Sunday, June 12, 2005

Stay hungry, Stay foolish

Guess what, that is the advice Steve Jobs gave to Stanford 2005 graduates.

I was at Stanford Stadium today to celebrate a friend's graduation. I have no idea Steve is the commencement speaker. Before the ceremony, a small plane flew over the stadium dragging a banner that read: "Steve, don't be a mini player - recycle all e-waste". It got me thinking whether he is going to be there. Then the Stanford president introduced him, cheered by peoples all over the stadium.

Steve gives a serious speech by telling his personal life stories including adoption by his parents, dropping out of college, forcing out of Apple when he was 30, and his near death experience (he is diagnosed with cancer, was told by doctor that he only have three-to-six months to live and later found out it is a treatable form of cancer).

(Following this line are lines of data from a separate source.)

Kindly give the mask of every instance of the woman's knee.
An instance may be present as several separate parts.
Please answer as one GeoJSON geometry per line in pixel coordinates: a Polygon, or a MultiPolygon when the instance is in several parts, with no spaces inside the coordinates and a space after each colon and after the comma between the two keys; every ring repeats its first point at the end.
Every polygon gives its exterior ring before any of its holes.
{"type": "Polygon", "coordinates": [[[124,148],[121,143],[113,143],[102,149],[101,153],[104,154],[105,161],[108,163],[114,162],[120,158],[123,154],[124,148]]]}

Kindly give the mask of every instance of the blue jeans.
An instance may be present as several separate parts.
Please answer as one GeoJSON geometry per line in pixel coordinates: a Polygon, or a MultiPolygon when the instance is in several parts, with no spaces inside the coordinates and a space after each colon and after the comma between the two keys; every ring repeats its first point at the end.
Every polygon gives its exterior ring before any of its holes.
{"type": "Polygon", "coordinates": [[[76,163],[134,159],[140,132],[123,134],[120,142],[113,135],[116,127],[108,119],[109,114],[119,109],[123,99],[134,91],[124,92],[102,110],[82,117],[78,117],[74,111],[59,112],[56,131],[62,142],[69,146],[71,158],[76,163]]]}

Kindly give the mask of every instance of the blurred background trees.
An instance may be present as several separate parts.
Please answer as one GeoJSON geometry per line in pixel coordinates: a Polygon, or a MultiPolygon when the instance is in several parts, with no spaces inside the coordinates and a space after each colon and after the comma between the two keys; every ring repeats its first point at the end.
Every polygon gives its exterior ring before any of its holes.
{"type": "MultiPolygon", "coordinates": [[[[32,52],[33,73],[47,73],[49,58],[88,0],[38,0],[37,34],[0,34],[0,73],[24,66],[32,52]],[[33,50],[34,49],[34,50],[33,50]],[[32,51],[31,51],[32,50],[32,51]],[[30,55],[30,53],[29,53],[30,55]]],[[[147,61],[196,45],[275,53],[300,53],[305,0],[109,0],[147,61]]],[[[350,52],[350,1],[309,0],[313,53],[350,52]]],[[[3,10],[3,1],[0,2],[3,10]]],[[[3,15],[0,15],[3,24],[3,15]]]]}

I was surprise to know that he dropped out of college because he didn't have enough financial support from his working-class family. I thought he left college to start his own business, same as Bill Gates and Michael Dell.

Ironically he claims that dropping out of college is one of the best decisions he ever made and his real education started when he dropped out of college and began to take classes that interested him. Those words make me think whether it is a mistake for Stanford to invites him over to speak. It reminds me of the questionable urban legend about Larry Ellison's speech to Yale graduates.

What triggers me most is his statements about passion. One should follow his own passion, not the path designed by others. Do whatever you love to do and ignore what others say about you. "Your time is limited, so don't waste it living someone else's life.". "Stay hungry, stay foolish".

2 Comments:

At 12:11 AM, Anonymous Anonymous said...

(Followed a link here from slashdot.)

Thanks for the description of the speech, but why do you call the Larry Ellison thing a "questionable urban legend"? I remember when that made the rounds -- it was pretty obviously a joke. I'm surprised anyone would think otherwise.

 
At 10:37 AM, Blogger Wei said...

The Larry Ellison story is detailed at snopes.com as questionable quotes in their urban legends reference pages.